Transforme-se e tudo em volta se transformará – eis o segredo! Porque a aparente separação das coisas esconde a unicidade de tudo que existe. Talvez seja impossível dobrar uma colher com o pensamento. Mas se você sabe que a colher e você são a mesma coisa, então basta dobrar a si mesmo. O mito da jornada do herói nos ensina que o destino de cada um de nós é realizar o que verdadeiramente somos mas ainda não aceitamos. A aventura de Neo é a aventura de nós todos em busca de nossa essência mais legítima, aquela que enfim nos libertará. Até alcançá-la, a vida nos provará de muitos modos e teremos de conviver com dolorosas incertezas e auto-enganações. No entanto, indo do micro pro macro, a aventura de Neo é a aventura da humanidade inteira, em busca de sua sobrevivência como espécie. Num tempo de tecnologia idolatrada e valores essenciais esquecidos, corremos o risco de ver nossa própria criação voltar-se contra nós. Ante tal possibilidade, a única saída parece ser, ainda, seguir o que dizia, logo em sua entrada, o Oráculo de Delphos na Grécia Antiga: conhece-te a ti mesmo. A tecnologia não tem sentimento. Nós temos. Uma máquina não é capaz de amar. Nós somos. Essa diferença óbvia pode pesar bastante no roteiro do nosso filme. 

Um certo nazareno revolucionário, dois mil anos atrás, já dizia que somos todos deuses.
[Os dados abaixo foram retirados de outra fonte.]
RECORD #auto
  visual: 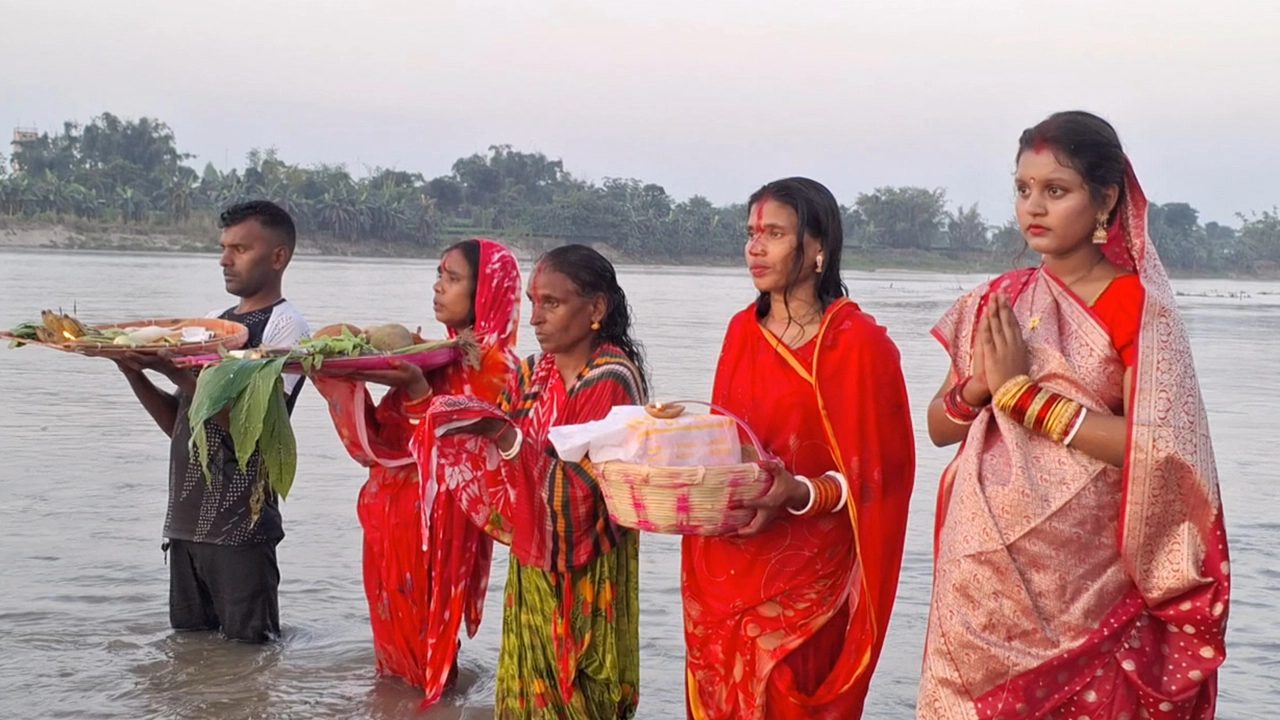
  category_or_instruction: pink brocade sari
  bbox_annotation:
[916,159,1229,720]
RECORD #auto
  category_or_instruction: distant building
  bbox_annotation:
[9,128,40,173]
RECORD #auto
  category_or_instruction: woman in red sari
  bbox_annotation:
[684,178,915,720]
[918,111,1229,720]
[312,240,520,705]
[415,245,646,720]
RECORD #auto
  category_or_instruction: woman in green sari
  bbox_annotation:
[420,245,646,720]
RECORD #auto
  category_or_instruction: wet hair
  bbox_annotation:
[746,178,849,319]
[538,245,649,392]
[218,200,298,254]
[1014,110,1126,225]
[440,240,480,322]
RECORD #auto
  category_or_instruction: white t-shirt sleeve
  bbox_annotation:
[262,300,311,395]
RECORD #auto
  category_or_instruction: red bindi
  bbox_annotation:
[755,197,768,232]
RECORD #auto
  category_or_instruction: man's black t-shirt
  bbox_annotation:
[164,300,307,544]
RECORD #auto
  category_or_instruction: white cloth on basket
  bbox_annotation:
[550,405,742,468]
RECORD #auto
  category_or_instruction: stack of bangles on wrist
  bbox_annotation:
[995,375,1088,445]
[942,378,982,425]
[787,473,849,518]
[404,393,431,425]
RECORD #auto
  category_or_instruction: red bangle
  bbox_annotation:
[942,377,982,425]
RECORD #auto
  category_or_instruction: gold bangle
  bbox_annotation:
[992,375,1032,414]
[1048,400,1082,442]
[1044,396,1073,439]
[1023,388,1053,430]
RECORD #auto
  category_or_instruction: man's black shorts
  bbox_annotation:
[169,539,280,643]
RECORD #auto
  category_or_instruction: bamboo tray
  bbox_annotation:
[0,318,248,357]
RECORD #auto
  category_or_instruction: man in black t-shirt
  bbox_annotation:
[119,201,308,643]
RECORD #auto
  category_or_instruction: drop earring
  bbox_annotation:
[1093,213,1107,245]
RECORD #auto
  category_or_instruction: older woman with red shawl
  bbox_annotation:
[314,240,520,705]
[916,111,1229,720]
[415,245,646,720]
[682,178,915,720]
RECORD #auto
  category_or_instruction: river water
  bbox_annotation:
[0,252,1280,720]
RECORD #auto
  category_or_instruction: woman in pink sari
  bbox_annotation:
[916,111,1229,720]
[312,240,520,705]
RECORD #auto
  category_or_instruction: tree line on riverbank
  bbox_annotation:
[0,113,1280,273]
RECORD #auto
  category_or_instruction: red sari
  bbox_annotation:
[916,162,1229,720]
[682,300,915,720]
[315,240,521,706]
[415,345,645,720]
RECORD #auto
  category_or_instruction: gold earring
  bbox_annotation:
[1093,213,1107,245]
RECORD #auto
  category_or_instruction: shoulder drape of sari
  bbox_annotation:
[682,301,915,720]
[918,162,1229,720]
[311,377,417,471]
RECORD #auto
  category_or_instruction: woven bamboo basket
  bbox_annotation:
[596,401,771,536]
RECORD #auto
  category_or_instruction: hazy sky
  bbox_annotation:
[0,0,1280,224]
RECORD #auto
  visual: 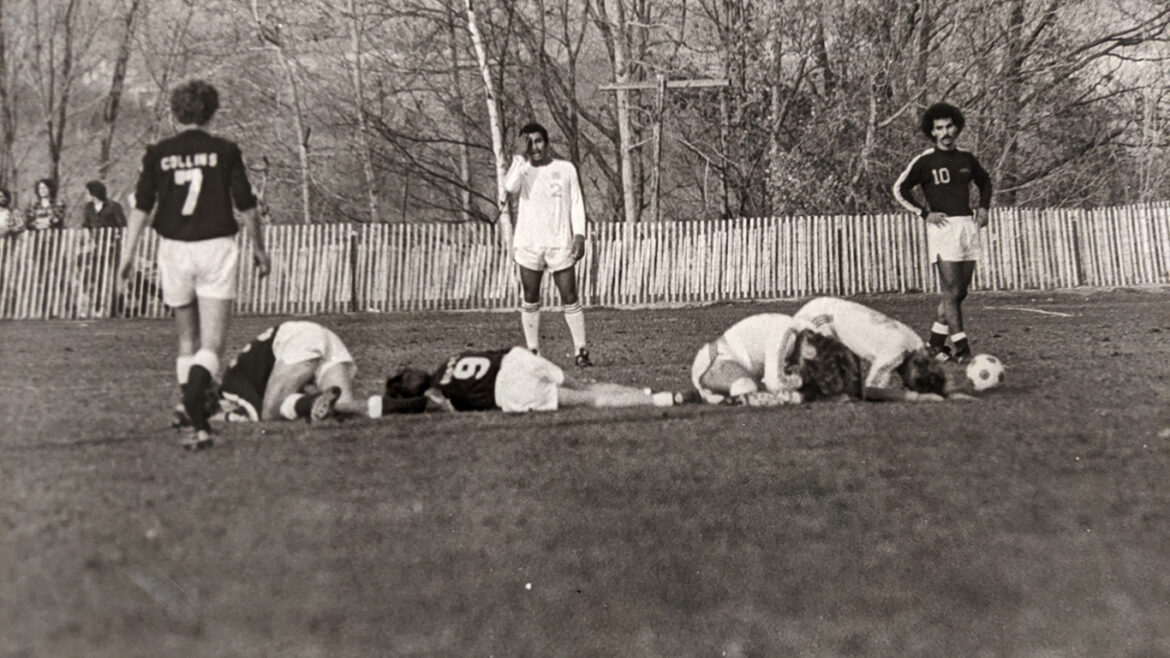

Pois vou no mesmo caminho: igual a Neo, somos todos heróis. Heróis de nossas próprias vidas. Como Neo, somos predestinados a realizarmos a nós mesmos. Feito um Salvador, cada um de nós tem o poder de mudar o mundo. Mas é preciso antes mudar a forma como entendemos a nós próprios. Eis o segredo que se esconde por trás do filme Matrix e também de toda a vida. O segredo que de tão óbvio não se vê e que aguarda pacientemente por todos os predestinados.